Bug #20334
closedLink deduplication migration is extremely slow
Description
Hi:
We just did an update on [CLUSTER] (the testing instance), and the migration took ~32hours, but almost all of the time was spent on the `20221230155924_bigint_id.rb` migration, this one changes links and entries on materialized transactions, and does the usual temporary table construction / graph traversal and every link took 30s. The actual ID upgrade to 64 bits by my estimation took at most 2hours, probably much less.We are thinking on running the dedup before the update as a rake task to avoid having the production instances in a degraded state for several days, but perhaps you should change the update notes for the benefit of other users, and also optimize the graph traversal, as I think it is currently quite a execution hot spot.

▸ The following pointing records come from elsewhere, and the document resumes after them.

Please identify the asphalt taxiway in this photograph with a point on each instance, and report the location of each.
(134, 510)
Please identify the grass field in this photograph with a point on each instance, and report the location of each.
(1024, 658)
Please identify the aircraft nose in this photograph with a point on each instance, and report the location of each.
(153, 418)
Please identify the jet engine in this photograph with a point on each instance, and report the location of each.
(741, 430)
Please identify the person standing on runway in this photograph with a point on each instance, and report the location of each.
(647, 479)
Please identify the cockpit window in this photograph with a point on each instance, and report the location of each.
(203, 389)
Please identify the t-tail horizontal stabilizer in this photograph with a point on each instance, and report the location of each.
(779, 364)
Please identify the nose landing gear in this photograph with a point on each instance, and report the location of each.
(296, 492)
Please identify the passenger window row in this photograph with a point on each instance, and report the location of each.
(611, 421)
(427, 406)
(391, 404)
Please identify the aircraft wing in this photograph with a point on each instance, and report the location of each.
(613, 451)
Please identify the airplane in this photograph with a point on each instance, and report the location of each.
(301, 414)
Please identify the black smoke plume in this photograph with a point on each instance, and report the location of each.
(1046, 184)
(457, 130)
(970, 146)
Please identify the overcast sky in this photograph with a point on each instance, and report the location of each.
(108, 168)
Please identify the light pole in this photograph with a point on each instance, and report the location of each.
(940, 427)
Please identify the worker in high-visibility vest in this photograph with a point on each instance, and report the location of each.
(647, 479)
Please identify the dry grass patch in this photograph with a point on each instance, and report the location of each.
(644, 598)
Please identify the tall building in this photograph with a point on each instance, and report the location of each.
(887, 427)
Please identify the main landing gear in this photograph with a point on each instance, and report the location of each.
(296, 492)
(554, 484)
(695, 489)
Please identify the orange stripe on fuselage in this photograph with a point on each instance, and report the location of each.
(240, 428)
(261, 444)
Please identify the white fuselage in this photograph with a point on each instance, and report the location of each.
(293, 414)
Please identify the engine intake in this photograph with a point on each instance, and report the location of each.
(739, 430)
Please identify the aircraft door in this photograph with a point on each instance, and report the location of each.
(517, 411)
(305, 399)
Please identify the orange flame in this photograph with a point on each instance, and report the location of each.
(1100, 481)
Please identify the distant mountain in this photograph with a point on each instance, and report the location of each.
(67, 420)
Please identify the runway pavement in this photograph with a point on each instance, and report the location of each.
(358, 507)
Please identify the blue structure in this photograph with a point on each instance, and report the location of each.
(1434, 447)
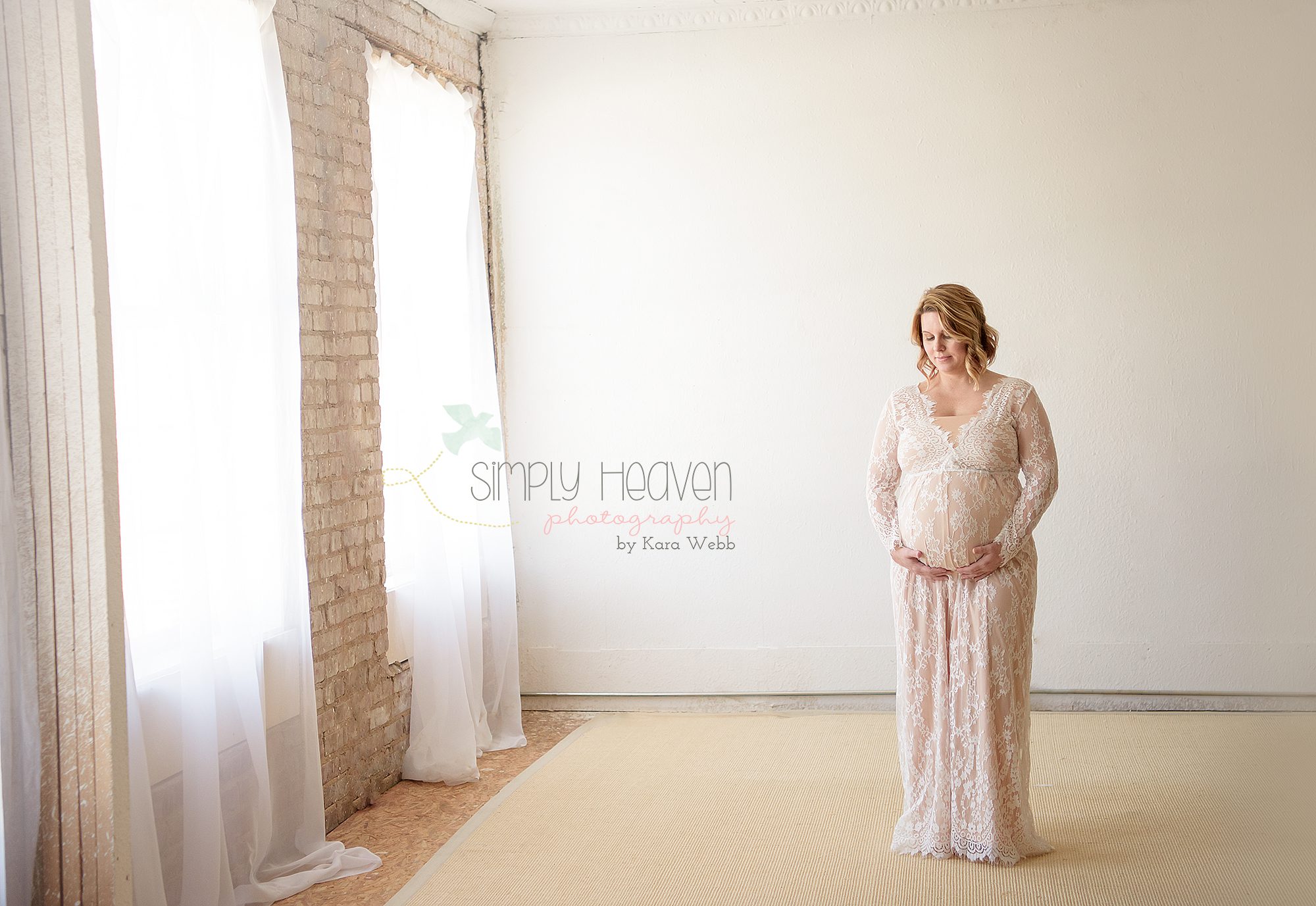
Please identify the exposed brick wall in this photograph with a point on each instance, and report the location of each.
(364, 703)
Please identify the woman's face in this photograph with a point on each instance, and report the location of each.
(946, 353)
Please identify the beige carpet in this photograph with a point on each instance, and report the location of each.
(1148, 809)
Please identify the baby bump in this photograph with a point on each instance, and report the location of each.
(948, 514)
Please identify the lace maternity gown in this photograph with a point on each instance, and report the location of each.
(944, 485)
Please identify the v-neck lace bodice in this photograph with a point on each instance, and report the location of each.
(944, 485)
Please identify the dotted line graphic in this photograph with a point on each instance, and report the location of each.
(415, 477)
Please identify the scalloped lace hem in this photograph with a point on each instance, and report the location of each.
(993, 855)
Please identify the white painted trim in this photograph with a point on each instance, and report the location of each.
(463, 14)
(705, 15)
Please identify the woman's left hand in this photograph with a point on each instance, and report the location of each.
(985, 565)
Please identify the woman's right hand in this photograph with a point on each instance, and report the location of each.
(909, 557)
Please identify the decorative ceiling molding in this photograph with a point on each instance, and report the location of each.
(728, 14)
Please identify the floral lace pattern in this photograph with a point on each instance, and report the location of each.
(964, 663)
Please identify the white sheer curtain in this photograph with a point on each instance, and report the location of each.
(227, 798)
(20, 743)
(448, 555)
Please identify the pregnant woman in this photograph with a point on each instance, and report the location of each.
(944, 494)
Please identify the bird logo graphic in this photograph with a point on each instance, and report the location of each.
(472, 427)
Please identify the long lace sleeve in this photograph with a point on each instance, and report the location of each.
(1042, 476)
(884, 477)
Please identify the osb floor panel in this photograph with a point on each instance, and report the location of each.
(413, 820)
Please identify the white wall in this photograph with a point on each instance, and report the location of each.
(714, 243)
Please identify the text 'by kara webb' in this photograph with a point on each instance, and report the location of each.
(627, 481)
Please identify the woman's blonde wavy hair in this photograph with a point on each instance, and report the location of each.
(964, 319)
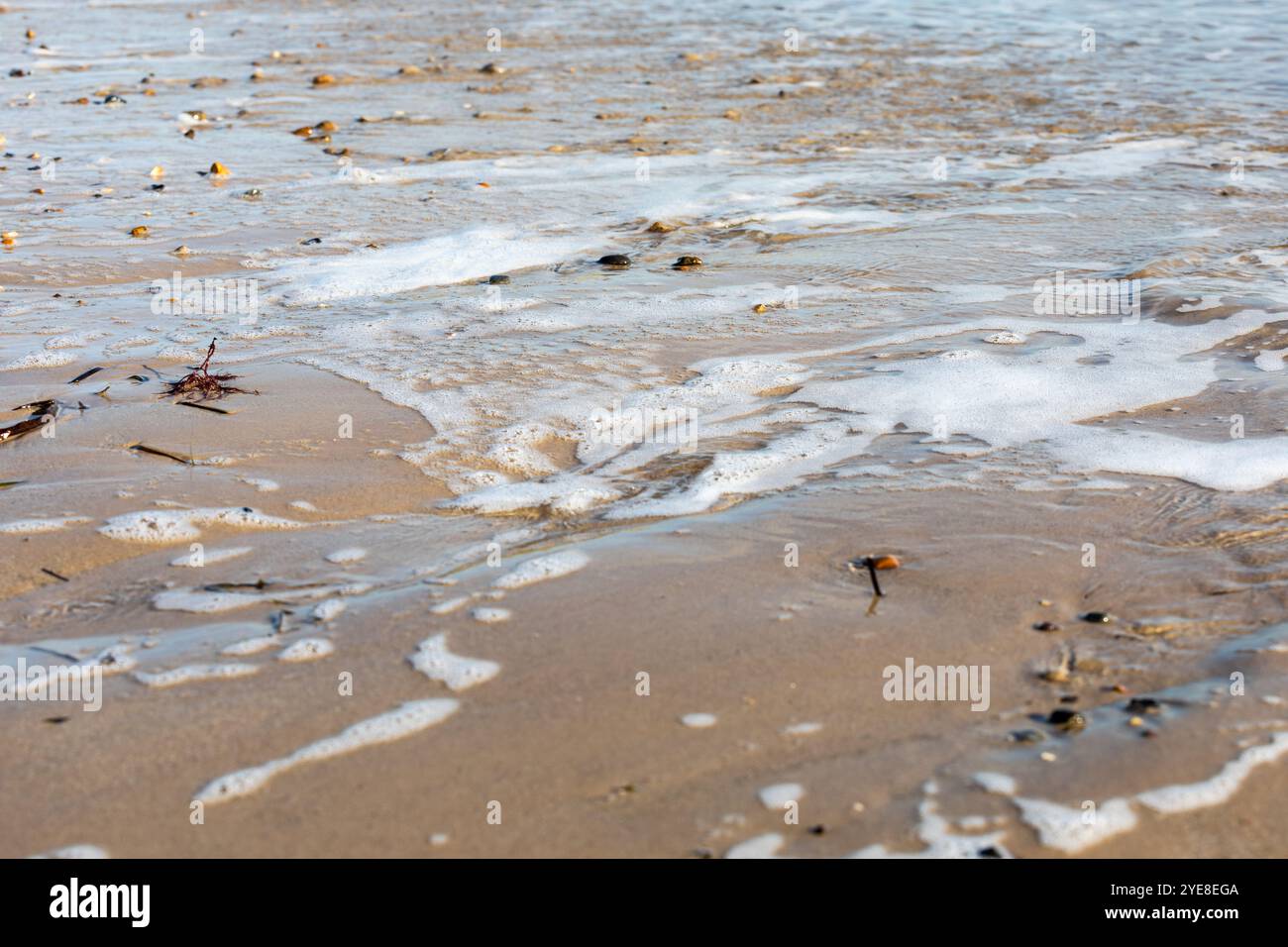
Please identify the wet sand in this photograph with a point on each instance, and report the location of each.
(580, 762)
(872, 192)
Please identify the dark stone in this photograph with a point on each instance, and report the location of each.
(1142, 705)
(1067, 719)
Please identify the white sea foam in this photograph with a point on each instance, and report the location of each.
(449, 605)
(402, 722)
(451, 258)
(75, 852)
(178, 526)
(542, 567)
(252, 646)
(781, 793)
(999, 784)
(40, 360)
(437, 663)
(1220, 788)
(307, 650)
(33, 526)
(698, 720)
(189, 673)
(1073, 830)
(210, 557)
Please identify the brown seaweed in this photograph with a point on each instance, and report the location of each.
(86, 373)
(159, 453)
(201, 384)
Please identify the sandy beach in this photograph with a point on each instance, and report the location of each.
(581, 368)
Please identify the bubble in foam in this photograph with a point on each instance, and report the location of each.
(544, 567)
(402, 722)
(437, 663)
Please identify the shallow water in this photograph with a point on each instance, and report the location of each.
(876, 192)
(883, 273)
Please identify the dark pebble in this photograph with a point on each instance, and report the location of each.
(1142, 705)
(1067, 719)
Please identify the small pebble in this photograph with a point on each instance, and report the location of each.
(1067, 719)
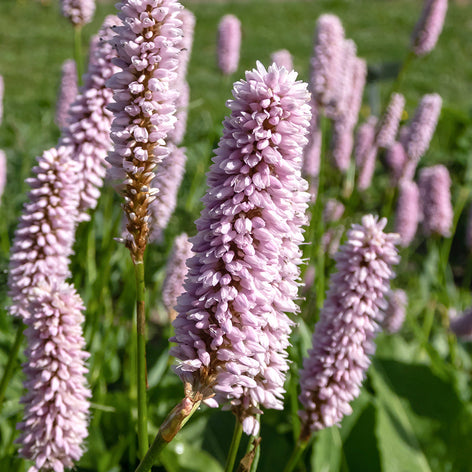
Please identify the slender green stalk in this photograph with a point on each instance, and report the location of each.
(10, 367)
(233, 449)
(296, 455)
(141, 358)
(169, 428)
(78, 52)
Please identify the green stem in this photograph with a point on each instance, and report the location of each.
(233, 449)
(296, 455)
(78, 52)
(141, 358)
(169, 428)
(10, 367)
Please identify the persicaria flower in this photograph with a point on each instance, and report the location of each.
(89, 122)
(145, 105)
(67, 92)
(326, 62)
(435, 193)
(389, 125)
(176, 271)
(423, 126)
(408, 211)
(167, 180)
(395, 312)
(229, 44)
(282, 58)
(429, 26)
(231, 330)
(46, 231)
(79, 12)
(332, 373)
(56, 403)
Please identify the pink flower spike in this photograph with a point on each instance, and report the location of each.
(429, 26)
(282, 58)
(79, 12)
(435, 193)
(56, 414)
(332, 373)
(89, 122)
(67, 93)
(389, 125)
(408, 211)
(232, 331)
(144, 112)
(229, 44)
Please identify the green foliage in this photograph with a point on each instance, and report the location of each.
(414, 413)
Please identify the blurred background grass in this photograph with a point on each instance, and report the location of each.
(35, 40)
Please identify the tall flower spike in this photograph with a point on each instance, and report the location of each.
(167, 180)
(388, 126)
(229, 44)
(332, 373)
(89, 123)
(282, 58)
(56, 404)
(78, 12)
(408, 211)
(3, 172)
(176, 271)
(435, 192)
(429, 26)
(326, 62)
(231, 330)
(396, 311)
(67, 92)
(145, 105)
(46, 231)
(423, 126)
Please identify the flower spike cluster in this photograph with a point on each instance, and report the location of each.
(232, 329)
(145, 105)
(56, 404)
(343, 339)
(429, 26)
(229, 44)
(89, 122)
(67, 92)
(79, 12)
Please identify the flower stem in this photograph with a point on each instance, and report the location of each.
(141, 358)
(296, 455)
(10, 367)
(78, 52)
(169, 428)
(233, 449)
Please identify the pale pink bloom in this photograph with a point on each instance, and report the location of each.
(396, 160)
(408, 211)
(67, 92)
(232, 330)
(282, 58)
(168, 177)
(79, 12)
(327, 60)
(56, 414)
(229, 44)
(343, 340)
(396, 311)
(435, 193)
(390, 122)
(429, 26)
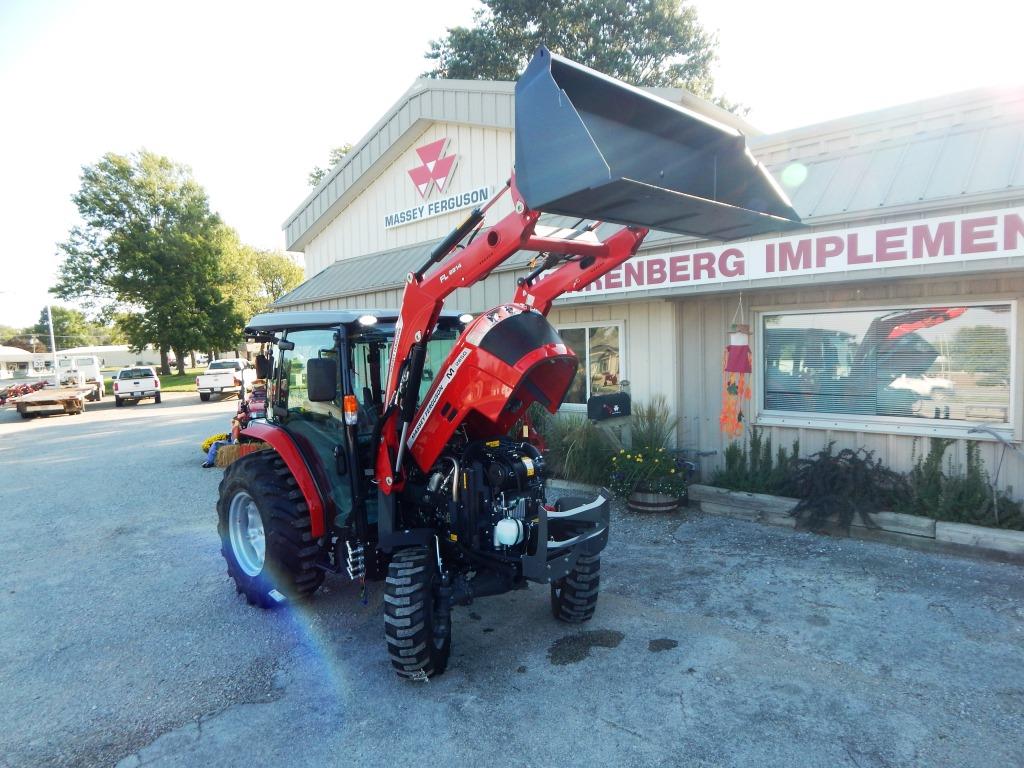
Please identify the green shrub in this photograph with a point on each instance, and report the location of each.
(752, 467)
(957, 496)
(652, 425)
(578, 451)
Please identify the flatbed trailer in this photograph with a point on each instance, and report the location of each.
(69, 400)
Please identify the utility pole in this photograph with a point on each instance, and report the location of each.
(53, 347)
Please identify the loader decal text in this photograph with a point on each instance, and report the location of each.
(445, 379)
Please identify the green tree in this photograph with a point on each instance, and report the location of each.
(334, 157)
(71, 329)
(643, 42)
(254, 279)
(148, 249)
(276, 274)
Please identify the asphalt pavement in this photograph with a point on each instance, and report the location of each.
(716, 642)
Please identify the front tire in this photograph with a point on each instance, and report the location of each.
(419, 637)
(265, 535)
(574, 597)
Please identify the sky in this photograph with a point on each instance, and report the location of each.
(251, 95)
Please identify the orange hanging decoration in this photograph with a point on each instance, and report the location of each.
(736, 364)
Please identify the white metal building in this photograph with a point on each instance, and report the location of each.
(893, 316)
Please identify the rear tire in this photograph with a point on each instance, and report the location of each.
(419, 639)
(574, 597)
(265, 536)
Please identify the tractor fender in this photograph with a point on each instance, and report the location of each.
(281, 441)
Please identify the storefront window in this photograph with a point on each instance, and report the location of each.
(939, 363)
(599, 350)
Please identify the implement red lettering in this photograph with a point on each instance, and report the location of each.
(679, 268)
(825, 248)
(634, 273)
(1013, 227)
(795, 259)
(889, 244)
(655, 271)
(975, 230)
(704, 262)
(924, 243)
(730, 262)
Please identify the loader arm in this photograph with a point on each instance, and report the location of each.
(540, 291)
(582, 262)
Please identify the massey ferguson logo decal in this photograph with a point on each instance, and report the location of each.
(436, 168)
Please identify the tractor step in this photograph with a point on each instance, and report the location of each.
(355, 561)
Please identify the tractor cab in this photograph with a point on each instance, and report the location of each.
(326, 374)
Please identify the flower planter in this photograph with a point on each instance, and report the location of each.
(645, 502)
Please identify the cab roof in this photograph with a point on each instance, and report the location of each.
(269, 323)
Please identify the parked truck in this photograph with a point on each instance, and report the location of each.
(226, 376)
(79, 370)
(435, 495)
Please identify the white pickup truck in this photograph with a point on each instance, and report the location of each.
(134, 383)
(231, 376)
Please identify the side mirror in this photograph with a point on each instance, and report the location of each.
(264, 367)
(322, 379)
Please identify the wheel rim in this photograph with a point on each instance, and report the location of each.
(246, 528)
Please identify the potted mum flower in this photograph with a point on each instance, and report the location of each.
(651, 481)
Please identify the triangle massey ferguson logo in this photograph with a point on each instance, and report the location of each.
(436, 168)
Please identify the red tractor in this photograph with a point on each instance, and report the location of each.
(364, 475)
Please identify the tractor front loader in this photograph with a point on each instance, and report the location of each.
(359, 473)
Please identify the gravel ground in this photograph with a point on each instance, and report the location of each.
(717, 642)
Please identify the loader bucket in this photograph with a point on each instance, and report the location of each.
(590, 146)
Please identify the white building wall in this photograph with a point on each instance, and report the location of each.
(484, 158)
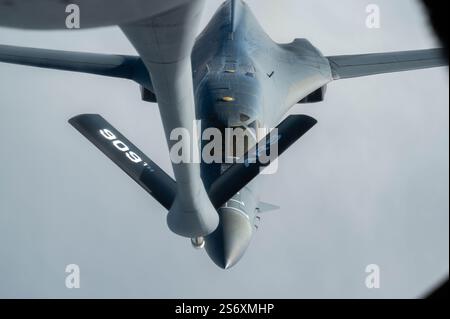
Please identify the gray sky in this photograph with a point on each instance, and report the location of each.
(369, 184)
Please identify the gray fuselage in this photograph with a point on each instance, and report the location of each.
(244, 79)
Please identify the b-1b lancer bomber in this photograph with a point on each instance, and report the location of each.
(231, 76)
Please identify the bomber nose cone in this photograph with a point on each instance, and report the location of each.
(227, 244)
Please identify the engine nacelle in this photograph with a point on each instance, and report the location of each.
(316, 96)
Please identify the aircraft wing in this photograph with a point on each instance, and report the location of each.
(52, 14)
(350, 66)
(121, 66)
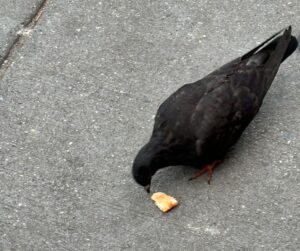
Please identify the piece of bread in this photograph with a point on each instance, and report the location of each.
(164, 201)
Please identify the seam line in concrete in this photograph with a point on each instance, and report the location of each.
(23, 32)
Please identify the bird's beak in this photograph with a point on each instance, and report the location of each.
(147, 188)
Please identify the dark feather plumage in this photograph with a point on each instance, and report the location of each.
(198, 123)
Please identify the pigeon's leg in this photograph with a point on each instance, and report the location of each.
(209, 169)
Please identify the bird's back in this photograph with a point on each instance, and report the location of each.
(213, 112)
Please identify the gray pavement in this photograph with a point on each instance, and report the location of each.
(14, 16)
(77, 102)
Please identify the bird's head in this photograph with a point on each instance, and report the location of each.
(143, 169)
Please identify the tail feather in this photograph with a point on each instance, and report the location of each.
(274, 50)
(277, 55)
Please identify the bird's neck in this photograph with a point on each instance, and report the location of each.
(161, 155)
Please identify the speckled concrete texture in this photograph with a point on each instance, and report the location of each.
(78, 101)
(14, 15)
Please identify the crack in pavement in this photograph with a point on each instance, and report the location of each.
(28, 26)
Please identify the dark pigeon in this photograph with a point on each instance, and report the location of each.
(197, 124)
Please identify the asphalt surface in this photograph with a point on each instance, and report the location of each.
(77, 99)
(15, 15)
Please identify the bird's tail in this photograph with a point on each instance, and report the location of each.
(274, 50)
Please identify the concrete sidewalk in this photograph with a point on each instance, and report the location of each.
(77, 101)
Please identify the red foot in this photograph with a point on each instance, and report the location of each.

I think there is a better way to do this, it looks like the migration could be wrapped in a "batch_update_permissions" block which would do a single full permission refresh at the end instead of many individual ones. I will check with Tom Clegg about it
Updated by Tom Clegg over 1 year ago
- Status changed from New to In Progress
20334-slow-dedup-migration @ 7ea0bf89df6f3400a1c96f8838a2a7a1e3706e48
Wraps the migration with batch_update_permissions
.
(It would be even smoother to run this migration using a new apiserver package on a different node while the previous version is still serving clients. Most migrations are safe to run that way. But with the above fix, the migration may be fast enough that it's not worth the trouble.)
Updated by Tom Clegg over 1 year ago
- % Done changed from 0 to 100
- Status changed from In Progress to Resolved
Applied in changeset arvados|30951519f83d2e874f0928bc22c08db2864d163c.